"It was really written for undergrads-presumably to answer the question we hear so often from them: "Why were so many artists (or writers) gay?"
From a listserv I'm on:
Christopher Reed's Art and Homosexuality: A History of Ideas, Oxford University Press.
The poster writes: It's a big, beautiful, brilliant book, full of full-color prints of works of art and artifacts from a variety of different cultures and across the ages.
Reed is a modernist, so about two-thirds of the book deals with Western
cultures from the late 19th Century to the present, but the early chapters
provide invaluable examples of the ways contemporary Western understandings
both of homosexuality and of art do and do not help us to meaningfully
understand the sexual practices and visual/material productions of those
times and cultures or of our own. Examples are taken from the ancient
Greeks, of course, but also from the Sambia of New Guinea, the Berdache of
North America, from Tokugawa Japan, medieval Europe, the Renaissance, etc.

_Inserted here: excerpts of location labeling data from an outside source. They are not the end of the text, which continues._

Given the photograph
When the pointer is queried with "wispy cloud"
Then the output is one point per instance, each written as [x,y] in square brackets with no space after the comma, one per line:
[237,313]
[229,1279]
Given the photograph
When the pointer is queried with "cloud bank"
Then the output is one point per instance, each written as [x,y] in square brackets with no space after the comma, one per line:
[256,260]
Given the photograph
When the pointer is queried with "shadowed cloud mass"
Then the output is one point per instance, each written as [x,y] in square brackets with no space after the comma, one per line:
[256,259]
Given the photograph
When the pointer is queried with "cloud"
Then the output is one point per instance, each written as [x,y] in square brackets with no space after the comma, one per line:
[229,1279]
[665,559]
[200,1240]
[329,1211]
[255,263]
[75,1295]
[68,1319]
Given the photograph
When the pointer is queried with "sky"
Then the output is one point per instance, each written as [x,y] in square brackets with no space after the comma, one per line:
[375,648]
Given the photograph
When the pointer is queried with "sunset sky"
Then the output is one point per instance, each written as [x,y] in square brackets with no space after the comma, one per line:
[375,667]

Reed's most intriguing insight is that Foucault's theories about the history
of homosexuality in many ways apply equally to the history of art, for these
two concepts developed at the same time and ideologically in parallel. The
artist and the homosexual as socio-cultural types therefore share much, a
fact of which the public (and our undergrads) are well aware, but one art
historians before Reed have not acknowledged and accounted for.

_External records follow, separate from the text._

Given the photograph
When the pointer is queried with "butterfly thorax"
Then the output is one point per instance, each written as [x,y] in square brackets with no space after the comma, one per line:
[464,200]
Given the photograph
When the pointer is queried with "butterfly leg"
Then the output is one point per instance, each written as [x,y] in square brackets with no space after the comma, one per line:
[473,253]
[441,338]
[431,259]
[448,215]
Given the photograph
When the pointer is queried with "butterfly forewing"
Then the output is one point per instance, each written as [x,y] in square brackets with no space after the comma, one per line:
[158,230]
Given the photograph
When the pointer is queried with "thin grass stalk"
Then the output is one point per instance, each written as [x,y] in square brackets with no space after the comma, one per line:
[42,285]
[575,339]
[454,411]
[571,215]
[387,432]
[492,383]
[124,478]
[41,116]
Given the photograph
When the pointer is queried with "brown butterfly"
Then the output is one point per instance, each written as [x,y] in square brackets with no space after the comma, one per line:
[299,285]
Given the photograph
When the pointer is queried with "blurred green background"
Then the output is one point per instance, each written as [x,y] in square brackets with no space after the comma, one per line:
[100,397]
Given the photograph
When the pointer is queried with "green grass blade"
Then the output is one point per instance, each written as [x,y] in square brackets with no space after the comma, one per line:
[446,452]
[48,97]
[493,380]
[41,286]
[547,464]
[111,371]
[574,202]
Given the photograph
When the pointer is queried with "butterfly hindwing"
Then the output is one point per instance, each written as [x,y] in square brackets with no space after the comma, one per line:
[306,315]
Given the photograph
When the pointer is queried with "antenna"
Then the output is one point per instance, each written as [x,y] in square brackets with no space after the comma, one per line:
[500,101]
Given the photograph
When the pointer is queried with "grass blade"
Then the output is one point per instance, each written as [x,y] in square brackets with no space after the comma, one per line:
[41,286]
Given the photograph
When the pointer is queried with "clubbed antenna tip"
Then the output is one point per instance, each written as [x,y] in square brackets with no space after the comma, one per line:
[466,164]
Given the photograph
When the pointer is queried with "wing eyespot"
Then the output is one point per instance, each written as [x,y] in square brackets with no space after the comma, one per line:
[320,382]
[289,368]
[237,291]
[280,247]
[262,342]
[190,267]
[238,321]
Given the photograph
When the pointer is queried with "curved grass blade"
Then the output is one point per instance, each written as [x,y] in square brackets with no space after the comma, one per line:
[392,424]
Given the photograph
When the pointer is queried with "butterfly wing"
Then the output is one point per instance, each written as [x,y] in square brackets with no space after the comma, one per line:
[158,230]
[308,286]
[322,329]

Though the book will hold immense appeal for queer theorists and historians,
as well as those who just love looking at glossy prints of queer art, it was
really written for undergrads-presumably to answer the question we hear so
often from them: "Why were so many artists (or writers) gay?" Reed does an
excellent job of showing us and our students why some of the art that looks
so "obviously gay" to us today really isn't, or at least wasn't understood
that way at the time it was produced, but also of explaining how some works
of art that may not read as queer to us today really were; that is, they
participated in a counter-cultural artistic homoerotic discourse. Having
been lucky enough to have access to the book prior to its publication, I've
used it with great success several times this last semester to teach visual
arts in an interdisciplinary Western Civ type humanities elective for
undergrads. The book will be invaluable, I think, for those teaching
courses designated as LGBT or queer.